The Strain is based on the trilogy of novels from film-maker Guillermo Del Toro and Chuck Hogan. Originally perceived as a TV show, Del Toro and Hogan were convinced to write a series of books instead when the TV networks passed on the project. Now off the back of the success of the books, The Strain has been turned into a TV series which airs on FX in the US and Watch here in the UK.
Essentially The Strain is another entry into the supernatural/vampire genre with Eph and Nora joining forces with mysterious old pawnshop owner Setrakian (David Bradley) to locate The Master, the one orchestrating the events that unfold over the course of the season. For the first few episodes the show is actually pretty spooky and is really good at building the atmosphere; something you would expect when Del Toro is involved.

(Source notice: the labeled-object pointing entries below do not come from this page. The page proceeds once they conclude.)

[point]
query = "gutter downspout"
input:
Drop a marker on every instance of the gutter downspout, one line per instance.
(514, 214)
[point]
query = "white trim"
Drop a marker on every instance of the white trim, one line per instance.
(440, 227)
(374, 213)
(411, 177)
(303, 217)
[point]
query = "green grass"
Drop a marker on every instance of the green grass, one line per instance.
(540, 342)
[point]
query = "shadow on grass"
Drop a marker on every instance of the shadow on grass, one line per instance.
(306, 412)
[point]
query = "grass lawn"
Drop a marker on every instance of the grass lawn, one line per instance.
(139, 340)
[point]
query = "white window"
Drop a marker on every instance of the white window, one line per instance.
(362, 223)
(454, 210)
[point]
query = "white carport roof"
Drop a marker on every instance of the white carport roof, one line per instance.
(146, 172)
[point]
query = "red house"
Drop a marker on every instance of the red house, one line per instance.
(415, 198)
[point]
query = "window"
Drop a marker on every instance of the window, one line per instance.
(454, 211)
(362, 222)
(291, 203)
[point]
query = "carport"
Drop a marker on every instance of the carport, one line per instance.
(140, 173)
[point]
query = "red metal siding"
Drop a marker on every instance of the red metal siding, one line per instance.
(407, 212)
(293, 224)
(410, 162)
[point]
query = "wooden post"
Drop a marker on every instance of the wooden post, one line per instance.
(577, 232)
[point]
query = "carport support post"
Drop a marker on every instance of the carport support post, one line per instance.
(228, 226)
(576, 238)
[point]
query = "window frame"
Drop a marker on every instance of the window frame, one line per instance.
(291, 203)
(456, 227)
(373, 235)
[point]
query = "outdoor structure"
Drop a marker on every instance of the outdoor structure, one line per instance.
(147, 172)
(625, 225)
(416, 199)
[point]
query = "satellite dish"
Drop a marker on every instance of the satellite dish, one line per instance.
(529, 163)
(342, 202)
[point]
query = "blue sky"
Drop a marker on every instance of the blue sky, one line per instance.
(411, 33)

For the most part The Strain is a tightly wound story that unwinds at a well-judged pace. The show doesn’t play all of its hands too early and it stores up plenty of surprises for the later episodes. There are quite a lot of characters to keep up with, and not all of them actually come together, which can be a bit distracting. We’re fairly certain though that this will be rectified in the upcoming second season.
The show isn’t without its flaws. The special effects are fairly ropey in places, which is disappointing. We know it’s a TV show and budgets are tight etc but the grand unveiling of The Master is a bit of an anti-climax. Similarly disappointing is the special effects used for the worms that jump out of the infected’s mouths to attack people. They just look too artificial to be believable and it really lets the show down.
Really taking charge of the show is Corey Stoll, who is best-known for Netflix show House of Cards. As Eph he makes a believable leading man and once you get over the shock of the wig he wears (if you’ve seen him in anything else you’ll know he’s bald) he becomes the character you root for the most. David Bradley clearly relishes the opportunity to play the mysterious Setrakian who seems to understand the infection and how to stop it. Also worthy of note is Kevin Durand who adds a bit of light humour to the show as Fet, a former rat exterminator who gets dragged into the middle of the panic. Keep your eyes peeled too for Lord of the Rings star Sean Astin who plays CDC administrator Jim Kent and is the right-hand man of Eph.
Extras on the boxset are three featurettes – In The Beginning, A Novel Approach and Setrakian’s Lair – that take you behind-the-scenes of the show.
The Strain is a hugely watchable show but not one that you’re likely to clear your schedules for every week. It’s addictive, if not a little predictable in places, but it’s a decent enough yarn that you won’t mind going along for the ride. The second season of the show needs to tighten things up a little and a bit of extra attention on the special effects wouldn’t go amiss. Other than that if you’ve got room for a silly but fun horror series in your life then The Strain is one you may want to add to your watch list.